I gave her a moment, a moment that equated a lifetime as I stood there watching her, waiting. The corner of my eyes stung, the burning sensation that accompanied the formation of tears making it difficult to keep them open and focused.

Yet, I waited.

And I waited.

And because I wasn’t ready to walk away from the best damn thing to ever happen in my life, I made one final plea. “Please, Cass. Give me one reason. Just one.”

Nothing.

No words.

No expressions.

The only thing to exist was this feeling in my heart I couldn’t ever recall experiencing. This sharp, piercing ache that stole my breath and slowed down my entire world.

“How does your heart feel?”

Broken.

Completely. Fucking. Broken.

I took one last look at her, and because there was absolutely nothing left to say, I turned. I walked toward the door, my feet halting as I neared the tall dresser beside it.

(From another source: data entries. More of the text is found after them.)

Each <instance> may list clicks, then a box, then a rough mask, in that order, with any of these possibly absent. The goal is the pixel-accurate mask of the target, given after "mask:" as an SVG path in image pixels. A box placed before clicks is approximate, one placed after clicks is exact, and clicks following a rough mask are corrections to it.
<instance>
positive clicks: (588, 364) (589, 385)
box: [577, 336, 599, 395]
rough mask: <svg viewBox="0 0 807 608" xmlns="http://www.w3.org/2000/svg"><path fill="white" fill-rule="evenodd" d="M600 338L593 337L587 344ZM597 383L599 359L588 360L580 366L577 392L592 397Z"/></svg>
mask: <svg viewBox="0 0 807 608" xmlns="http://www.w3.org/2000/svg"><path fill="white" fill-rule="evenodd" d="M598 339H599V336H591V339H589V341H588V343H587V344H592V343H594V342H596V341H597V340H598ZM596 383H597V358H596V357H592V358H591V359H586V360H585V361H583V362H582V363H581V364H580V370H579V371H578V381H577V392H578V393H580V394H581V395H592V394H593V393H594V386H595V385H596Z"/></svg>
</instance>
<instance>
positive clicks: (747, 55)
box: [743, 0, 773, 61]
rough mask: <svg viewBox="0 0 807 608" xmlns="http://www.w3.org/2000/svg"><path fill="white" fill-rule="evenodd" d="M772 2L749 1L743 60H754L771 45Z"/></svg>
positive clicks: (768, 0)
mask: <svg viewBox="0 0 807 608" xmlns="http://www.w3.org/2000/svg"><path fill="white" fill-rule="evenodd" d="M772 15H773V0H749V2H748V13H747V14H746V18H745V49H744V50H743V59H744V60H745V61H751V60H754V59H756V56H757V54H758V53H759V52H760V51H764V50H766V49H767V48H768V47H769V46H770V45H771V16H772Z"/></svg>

On top sat a picture of Cassi and a man who I assumed was Adam. My hands curled into fists, hurt and anger and a million other emotions warring through me.

Fuck you, Adam.

Fuck you and your goddamn heart.

Ignoring the voice telling me to let it be and leave, I picked up the framed photo, my brows narrowing as my gaze roamed over the face of the ghost I’d been battling the last three months.

The ghost who finally had a face—a name.

I shook my head, my breath dying somewhere between my lungs and throat as the frame slipped through my fingers.

It crashed to the floor, along with the heart I’d suddenly wished I’d never received.